Se acaso pudesse, ele desejaria com todas as forças o perdão e a aceitação do que não se pode mudar mais. Torceria para os erros se apagarem junto com uma noite bem-dormida. E por fim, conseguir um abraço de quem teria tanto a dizer, agradecer ou perdoar por coisas que não fazem o menor sentido. Apenas um “desculpe” já seria de grande valia para seguir adiante, olhando somente para frente e torcendo por uma nova chance nesse caminho estranho chamado vida. 


  

Home


Uma festa no James. Era quinzenal e sempre as quintas. A proposta era reviver as canções dos anos 1990. Quem diria que o coração do Félix ainda grita por aquele mate de pêssego tomado no balcão, enquanto equivocado, ignorava o seu arredor naquela noite. Não sabia o que estava fazendo. Ele podia ter dançado, aplaudido ou ter sido apenas gentil. Nada disso. Foi muito inseguro para tomar a atitude correta.
Com a mudança de endereço do bar, com a distância das pessoas do rolê e do envelhecimento, Félix não tem potência para resgates. Apenas torce que o esquecimento tome conta dos que foram negligenciados. Que seus erros sejam superados. E que ele não seja um mau exemplo usado tanto tempo depois daquela festa.
Hoje a balada está fechada pela pandemia. Corre o risco de quebrar. Junto com essa má notícia, Félix sente uma agonia nostálgica. Mesmo não sendo mais o bar de quando frequentava, fica impressionado com a hipótese do James fechar. Muito do que viveu foi naquele fumódromo grafitado, no bar do primeiro andar ou numa fila madrugada a dentro.
Félix não sacrifica todas as maravilhosas lembranças por uma quinta-feira em que não estava bem - e não foi legal. Houve muitas outras quintas que foram mágicas. E não só quintas: tiveram quartas, sextas, sábados…
Misturando as recordações, tanto as boas e ruins, Félix lamenta pelo saudoso rolê. Parece que em tempos malucos, mistura-se o sucesso e o fracasso. Junta-se a nostalgia com a esperança. E uma canção tocada na pista de dança naquela época nunca fez tanto sentido como hoje: “Oh, home, let me come home // Home is wherever I'm with you // Oh, home, let me come home”.


  

¡Dale!

Fabiana convida para irmos a um lugar que até então não tínhamos ido. No caminho, minha mão esquerda segurava forte a dela, e a direita brincava - imitando ondas com o vento na janela do carro em movimento. A música que tocava no rádio dava o ritmo de como seria aquele domingo de sol. Fonseca em seu brega universal cantava na estação local: “Déjame darte la mano // Para tenerte a mi lado”

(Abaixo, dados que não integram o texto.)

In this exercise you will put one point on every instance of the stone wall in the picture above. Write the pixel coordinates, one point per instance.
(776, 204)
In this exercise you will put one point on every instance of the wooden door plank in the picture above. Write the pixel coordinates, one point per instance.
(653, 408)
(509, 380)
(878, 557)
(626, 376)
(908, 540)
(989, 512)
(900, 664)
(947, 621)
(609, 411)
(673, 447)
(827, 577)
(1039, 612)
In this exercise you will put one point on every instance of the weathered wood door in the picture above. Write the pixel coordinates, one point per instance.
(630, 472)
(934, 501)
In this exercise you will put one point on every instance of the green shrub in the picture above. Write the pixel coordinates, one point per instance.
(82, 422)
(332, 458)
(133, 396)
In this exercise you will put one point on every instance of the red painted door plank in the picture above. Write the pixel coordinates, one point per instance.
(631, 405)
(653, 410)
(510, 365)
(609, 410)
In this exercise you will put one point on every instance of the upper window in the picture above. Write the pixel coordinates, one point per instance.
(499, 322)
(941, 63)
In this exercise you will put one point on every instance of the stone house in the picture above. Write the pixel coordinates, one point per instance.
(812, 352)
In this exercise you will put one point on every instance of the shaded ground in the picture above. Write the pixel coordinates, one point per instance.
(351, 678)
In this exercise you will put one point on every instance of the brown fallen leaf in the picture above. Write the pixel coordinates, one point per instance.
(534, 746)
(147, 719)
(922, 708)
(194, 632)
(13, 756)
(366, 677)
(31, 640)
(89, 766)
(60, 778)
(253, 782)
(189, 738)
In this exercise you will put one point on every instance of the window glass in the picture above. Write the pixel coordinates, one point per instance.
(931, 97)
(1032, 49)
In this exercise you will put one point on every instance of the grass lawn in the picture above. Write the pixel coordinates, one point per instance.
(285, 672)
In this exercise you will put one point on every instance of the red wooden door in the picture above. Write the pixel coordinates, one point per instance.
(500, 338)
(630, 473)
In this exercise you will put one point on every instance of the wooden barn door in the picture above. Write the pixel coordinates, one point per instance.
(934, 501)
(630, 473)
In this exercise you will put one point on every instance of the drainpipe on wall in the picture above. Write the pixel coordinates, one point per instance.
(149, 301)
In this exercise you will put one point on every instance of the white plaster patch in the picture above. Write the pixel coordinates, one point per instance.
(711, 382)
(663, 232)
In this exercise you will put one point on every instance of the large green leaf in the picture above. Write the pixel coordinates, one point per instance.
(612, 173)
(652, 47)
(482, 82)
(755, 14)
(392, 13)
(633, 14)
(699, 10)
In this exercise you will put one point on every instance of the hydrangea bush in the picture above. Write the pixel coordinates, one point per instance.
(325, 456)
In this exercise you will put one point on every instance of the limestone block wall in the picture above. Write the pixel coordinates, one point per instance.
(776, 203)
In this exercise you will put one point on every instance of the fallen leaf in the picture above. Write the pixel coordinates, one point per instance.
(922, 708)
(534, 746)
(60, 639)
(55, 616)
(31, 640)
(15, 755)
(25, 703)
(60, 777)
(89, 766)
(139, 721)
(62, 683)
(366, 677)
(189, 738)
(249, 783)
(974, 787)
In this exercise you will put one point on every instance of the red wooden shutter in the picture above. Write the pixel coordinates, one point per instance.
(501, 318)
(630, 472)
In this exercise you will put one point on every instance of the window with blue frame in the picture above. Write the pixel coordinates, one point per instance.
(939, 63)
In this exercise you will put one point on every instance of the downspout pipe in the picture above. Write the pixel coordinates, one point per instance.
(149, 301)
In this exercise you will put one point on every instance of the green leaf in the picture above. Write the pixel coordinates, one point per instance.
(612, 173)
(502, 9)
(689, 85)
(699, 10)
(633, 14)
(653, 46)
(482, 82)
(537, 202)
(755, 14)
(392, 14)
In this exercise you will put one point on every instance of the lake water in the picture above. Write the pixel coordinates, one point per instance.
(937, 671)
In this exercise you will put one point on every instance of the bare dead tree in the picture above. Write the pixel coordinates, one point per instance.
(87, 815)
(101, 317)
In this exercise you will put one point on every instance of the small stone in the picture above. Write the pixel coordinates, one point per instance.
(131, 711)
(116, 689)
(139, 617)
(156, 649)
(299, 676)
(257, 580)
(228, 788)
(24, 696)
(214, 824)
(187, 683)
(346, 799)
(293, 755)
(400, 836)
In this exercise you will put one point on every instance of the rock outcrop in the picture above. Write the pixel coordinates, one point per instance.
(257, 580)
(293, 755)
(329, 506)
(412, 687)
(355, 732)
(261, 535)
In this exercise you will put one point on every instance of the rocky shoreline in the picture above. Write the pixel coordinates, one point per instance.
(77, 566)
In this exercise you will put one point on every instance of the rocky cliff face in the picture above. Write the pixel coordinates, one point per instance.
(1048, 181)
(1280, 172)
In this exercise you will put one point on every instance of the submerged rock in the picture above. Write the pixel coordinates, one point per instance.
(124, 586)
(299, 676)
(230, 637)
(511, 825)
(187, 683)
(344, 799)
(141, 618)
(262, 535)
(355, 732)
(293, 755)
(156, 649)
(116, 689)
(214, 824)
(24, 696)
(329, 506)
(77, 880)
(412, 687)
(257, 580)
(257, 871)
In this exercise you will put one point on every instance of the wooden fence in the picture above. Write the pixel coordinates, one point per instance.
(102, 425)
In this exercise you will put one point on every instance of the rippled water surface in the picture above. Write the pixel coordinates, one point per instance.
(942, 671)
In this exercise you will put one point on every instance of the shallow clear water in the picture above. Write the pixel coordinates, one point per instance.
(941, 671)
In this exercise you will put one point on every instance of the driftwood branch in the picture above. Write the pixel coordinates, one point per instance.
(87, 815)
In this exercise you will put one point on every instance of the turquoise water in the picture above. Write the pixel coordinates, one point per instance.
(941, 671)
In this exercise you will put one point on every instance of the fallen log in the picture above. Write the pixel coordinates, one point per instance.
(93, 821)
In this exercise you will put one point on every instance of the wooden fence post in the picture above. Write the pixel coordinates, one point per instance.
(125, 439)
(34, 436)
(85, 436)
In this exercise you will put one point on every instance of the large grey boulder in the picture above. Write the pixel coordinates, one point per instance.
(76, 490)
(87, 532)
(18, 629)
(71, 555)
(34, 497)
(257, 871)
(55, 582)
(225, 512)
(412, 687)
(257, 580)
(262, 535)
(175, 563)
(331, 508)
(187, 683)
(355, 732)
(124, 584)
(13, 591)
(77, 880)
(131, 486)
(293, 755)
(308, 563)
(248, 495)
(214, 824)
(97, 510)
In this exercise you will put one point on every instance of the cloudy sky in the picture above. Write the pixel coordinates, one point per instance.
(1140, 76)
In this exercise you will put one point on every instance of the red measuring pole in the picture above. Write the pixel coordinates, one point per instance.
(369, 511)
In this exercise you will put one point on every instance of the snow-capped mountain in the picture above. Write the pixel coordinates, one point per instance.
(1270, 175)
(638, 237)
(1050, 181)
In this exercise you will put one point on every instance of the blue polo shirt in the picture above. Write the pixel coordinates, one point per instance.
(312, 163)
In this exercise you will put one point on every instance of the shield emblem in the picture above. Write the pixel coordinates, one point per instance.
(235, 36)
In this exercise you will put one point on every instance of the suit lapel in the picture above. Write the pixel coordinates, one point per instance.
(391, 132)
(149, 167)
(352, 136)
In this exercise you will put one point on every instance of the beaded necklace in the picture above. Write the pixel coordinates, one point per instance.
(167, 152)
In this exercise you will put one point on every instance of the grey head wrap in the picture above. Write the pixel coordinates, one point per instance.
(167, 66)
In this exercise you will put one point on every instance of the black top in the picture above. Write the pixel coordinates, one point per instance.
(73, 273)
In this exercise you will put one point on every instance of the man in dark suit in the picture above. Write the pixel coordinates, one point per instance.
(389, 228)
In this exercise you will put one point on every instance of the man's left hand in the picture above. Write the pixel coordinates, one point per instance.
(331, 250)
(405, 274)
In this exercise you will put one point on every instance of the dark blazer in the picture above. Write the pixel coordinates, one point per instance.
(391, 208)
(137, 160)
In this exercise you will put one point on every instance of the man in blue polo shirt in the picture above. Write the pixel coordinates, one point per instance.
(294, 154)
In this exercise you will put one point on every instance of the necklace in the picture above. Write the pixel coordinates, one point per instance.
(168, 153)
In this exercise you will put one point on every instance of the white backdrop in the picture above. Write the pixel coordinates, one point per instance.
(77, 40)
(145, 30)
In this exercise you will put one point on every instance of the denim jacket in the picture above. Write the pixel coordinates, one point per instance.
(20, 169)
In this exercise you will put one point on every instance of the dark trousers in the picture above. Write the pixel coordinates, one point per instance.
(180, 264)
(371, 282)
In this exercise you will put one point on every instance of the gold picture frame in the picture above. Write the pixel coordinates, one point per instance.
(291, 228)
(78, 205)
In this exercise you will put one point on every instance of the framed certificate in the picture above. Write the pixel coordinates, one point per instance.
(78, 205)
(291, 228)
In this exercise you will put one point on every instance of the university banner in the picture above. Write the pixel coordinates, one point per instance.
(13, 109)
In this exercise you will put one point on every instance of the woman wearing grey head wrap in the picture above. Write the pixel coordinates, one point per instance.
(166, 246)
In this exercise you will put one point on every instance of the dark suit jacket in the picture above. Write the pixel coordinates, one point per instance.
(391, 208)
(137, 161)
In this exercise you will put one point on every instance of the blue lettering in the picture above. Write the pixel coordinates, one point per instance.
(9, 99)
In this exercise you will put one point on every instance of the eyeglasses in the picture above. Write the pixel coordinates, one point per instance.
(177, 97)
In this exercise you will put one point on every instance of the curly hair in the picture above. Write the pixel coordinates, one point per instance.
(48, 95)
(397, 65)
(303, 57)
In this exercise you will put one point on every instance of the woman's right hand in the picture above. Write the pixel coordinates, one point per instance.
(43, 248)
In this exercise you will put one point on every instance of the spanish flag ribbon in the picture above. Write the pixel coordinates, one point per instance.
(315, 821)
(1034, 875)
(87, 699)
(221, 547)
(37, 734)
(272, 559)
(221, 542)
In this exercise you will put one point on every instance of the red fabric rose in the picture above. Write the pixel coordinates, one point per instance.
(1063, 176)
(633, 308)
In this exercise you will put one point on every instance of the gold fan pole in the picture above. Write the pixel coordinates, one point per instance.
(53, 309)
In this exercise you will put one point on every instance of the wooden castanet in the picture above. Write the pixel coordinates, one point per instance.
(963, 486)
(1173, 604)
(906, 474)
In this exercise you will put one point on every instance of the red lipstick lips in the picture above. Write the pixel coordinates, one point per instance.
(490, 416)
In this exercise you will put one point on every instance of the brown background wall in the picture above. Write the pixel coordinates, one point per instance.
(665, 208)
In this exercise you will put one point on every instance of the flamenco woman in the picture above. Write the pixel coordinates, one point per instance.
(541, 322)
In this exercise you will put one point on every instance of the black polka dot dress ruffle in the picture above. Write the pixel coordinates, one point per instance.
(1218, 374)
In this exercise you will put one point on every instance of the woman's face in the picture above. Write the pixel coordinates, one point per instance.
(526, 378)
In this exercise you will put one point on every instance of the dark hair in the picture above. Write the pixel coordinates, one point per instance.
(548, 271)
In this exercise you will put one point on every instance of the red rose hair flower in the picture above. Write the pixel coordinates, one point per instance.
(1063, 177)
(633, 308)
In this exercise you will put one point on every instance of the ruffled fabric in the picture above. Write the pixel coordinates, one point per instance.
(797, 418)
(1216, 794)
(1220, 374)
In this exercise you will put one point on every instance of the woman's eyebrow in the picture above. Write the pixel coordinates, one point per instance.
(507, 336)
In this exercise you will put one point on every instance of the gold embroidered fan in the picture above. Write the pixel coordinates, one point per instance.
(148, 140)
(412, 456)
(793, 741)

Chegando no estacionamento do lugar não dava para ter ideia do que esperaria olhando da rua. Entramos no restaurante e meu queixo caiu: estávamos em cima de uma espécie de falésia. As mesas ficavam dispostas em cima do platô rochoso. Olhando para um lado o mar colidia em ondas nas pedras. Para o outro, havia uma pequena praia com águas limpas e calmas- lugar maravilhoso.

Entre um beijinho e outro. Uma história, afagos e goles, Fabiana não imaginava que pouco tempo depois eu deixaria aquele país que tanto me marcou. Não podia dizer - meu coração estava muito apertado. Em devaneios acreditava que omitir seria o melhor para termos plenitude ante a iminente separação. Guardando só pra mim as dores iniciais de um prelúdio irremediável e triste.

O dia foi chegando ao fim e resolvemos descer as escadas do platô de rocha vulcânica para o lado da pequena praia. Todos já haviam ido embora. Não tinha mais ninguém - nem garçons. O pôr do sol “exclusivo” nos deixou sem palavras. E nossos olhares ficaram divididos entre a paixão e a ilusão do final da tarde do Oceano Pacífico. Numa epifania começamos a dançar uma música famosa da internet. A Kizomba nos acompanhou até os últimos raios de sol. “Lento” foi a canção latina que entrelaçou nossos pés molhados na água. E a saideira foi um abraço forte olhando as primeiras estrelas no firmamento.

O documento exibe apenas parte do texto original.